Parla l'uomo accusato di essere il boss dei Casalesi: "Mi sono solo vantato. Fossi stato serio ci sarebbero stati 50 omicidi"

Il presunto capo della cellula dei Casalesi in Veneto risponde alle domande del pm. Udienza sospesa per le proteste dell'imputato

Solo vanterie. Si è difeso così Luciano Donadio, il presunto boss dei Casalesi della cellula attiva in Veneto, nella zona di Eraclea, nel corso del suo esame al processo sulle infiltrazioni del clan nel Nord Est.

Un esame teso, nervoso, con il presunto boss Donadio che è giunto nell'aula bunker di Venezia di persona, come disposto dal collegio presieduto da Roberto Manduzio in accoglimento ad una sua richiesta. Donadio, arrivato in tribunale, ha chiesto ai reporter di non essere ripreso. Poi il pm Roberto Terzo ha proceduto con l'interrogatorio. Una prima giornata di botte e risposte ostili con Donadio che ha alzato più volte la voce in aula: "Perché mi continuate a fare queste domande", ha tuonato costringendo i giudici a sospendere l'udienza per una decina di minuti.
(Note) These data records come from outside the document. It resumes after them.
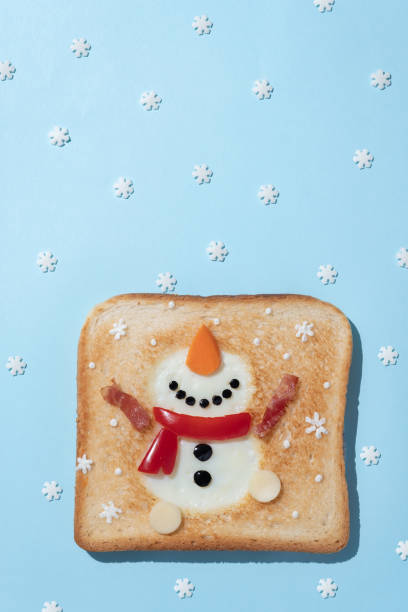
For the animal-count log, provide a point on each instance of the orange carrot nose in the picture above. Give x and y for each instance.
(204, 355)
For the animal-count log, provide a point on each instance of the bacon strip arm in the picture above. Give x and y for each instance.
(276, 408)
(137, 415)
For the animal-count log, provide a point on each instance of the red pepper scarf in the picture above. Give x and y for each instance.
(162, 452)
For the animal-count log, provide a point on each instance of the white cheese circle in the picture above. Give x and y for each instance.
(165, 518)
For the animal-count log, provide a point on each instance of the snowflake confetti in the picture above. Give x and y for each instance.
(327, 587)
(327, 274)
(51, 490)
(363, 159)
(268, 194)
(80, 47)
(262, 89)
(202, 174)
(166, 282)
(59, 136)
(304, 330)
(118, 330)
(150, 100)
(46, 261)
(217, 251)
(380, 79)
(402, 257)
(402, 549)
(51, 606)
(202, 25)
(123, 188)
(109, 512)
(316, 425)
(16, 365)
(370, 455)
(388, 355)
(184, 588)
(7, 70)
(84, 464)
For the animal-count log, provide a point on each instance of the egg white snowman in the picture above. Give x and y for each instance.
(197, 391)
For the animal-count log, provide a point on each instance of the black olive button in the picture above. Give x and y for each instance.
(202, 452)
(202, 478)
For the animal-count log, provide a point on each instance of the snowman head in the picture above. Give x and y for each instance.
(203, 381)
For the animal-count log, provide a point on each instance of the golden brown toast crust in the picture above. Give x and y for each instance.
(323, 522)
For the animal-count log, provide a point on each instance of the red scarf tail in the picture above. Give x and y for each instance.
(162, 453)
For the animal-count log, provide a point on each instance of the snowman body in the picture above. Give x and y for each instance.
(207, 474)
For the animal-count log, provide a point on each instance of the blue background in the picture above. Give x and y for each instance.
(302, 140)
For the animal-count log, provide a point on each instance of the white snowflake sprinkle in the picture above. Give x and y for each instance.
(184, 588)
(316, 425)
(202, 174)
(150, 100)
(80, 47)
(16, 365)
(327, 587)
(166, 282)
(46, 261)
(202, 25)
(304, 330)
(262, 89)
(84, 464)
(51, 606)
(380, 79)
(217, 251)
(59, 136)
(370, 455)
(123, 187)
(109, 512)
(363, 158)
(388, 355)
(118, 330)
(402, 257)
(268, 194)
(402, 549)
(7, 70)
(51, 490)
(327, 274)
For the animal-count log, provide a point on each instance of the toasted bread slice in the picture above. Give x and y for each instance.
(262, 331)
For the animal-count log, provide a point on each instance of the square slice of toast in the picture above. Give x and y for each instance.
(141, 345)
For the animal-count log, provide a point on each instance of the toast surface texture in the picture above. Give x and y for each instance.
(322, 524)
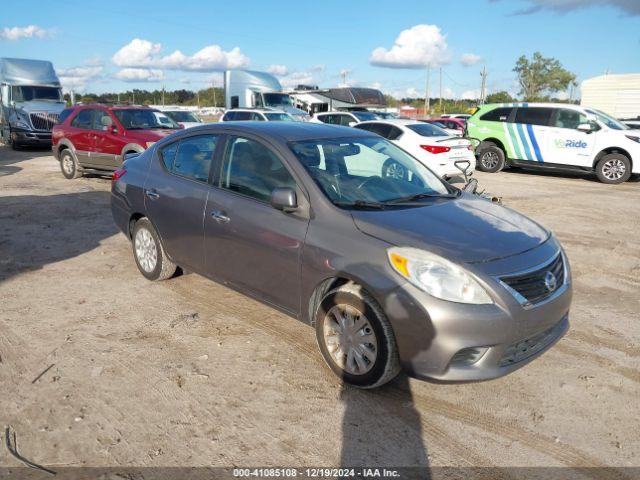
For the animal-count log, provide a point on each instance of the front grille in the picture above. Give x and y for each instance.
(527, 348)
(43, 120)
(535, 286)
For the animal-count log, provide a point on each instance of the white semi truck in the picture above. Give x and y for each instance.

Poi i temi. primo fra tutti quello di essere ritenuto il capo dei capi della cosca casalese trapiantata ad Eraclea. Donadio ha sostenuto che "l'85% delle cose che dicevo non erano vere", ha sottolineato rispondendo sulle minacce, anche di morte, che sono state intercettate durante le indagini durate circa 20 anni. "Fossero state reali avremmo avuto una cinquantina di omicidi, 300mila persone in ospedale ingessate. Io sono fatto così, mi rapporto così. Mi sono solo un po' vantato", ha detto il boss in aula. Una replica che ha provocato una boutade del pm Terzo che a quel punto ha chiesto se, allora, il Tribunale dovesse fidarsi delle sue parole. Secca la replica di Donadio: "Se fosse stato intercettato lei per 20 anni chissà cosa avremmo sentito. Ora sto dicendo la verità".

Tra le questioni trattate anche quelle sulla droga. "Sono sempre stato contrario allo spaccio di droga", ha asserito Donadio che per i pm della Dda della 'Serenissima' stava allargando i propri orizzonti anche agli stupefacenti. Sui suoi rapporti con un pusher albanese, anche lui a processo, Donadio ha replicato che questi gli doveva circa 30mila euro per un debito di gioco e che per questo aveva contattato un altro spacciatore, non coinvolto nel processo, per far lavorare il suo debitore e rientrare dei soldi, sia pure provenienti da affari illeciti. "Cercavo di mettere accordo tra le persone, non ho mai fatto del male a nessuno", ha sostenuto ancora il presunto boss dei Casalesi. 

Si torna in aula settimana prossima per la prosecuzione dell'esame del pm. Poi Donadio dovrà rispondere alle domande dei difensori. Nel collegio difensivo sono impegnati gli avvocati Giuseppe Brollo, Giuseppe Stellato, Antonio Sforza, Emanuele Fragrasso, Porta, Gentilini, Alberini, Stefania Pattarello.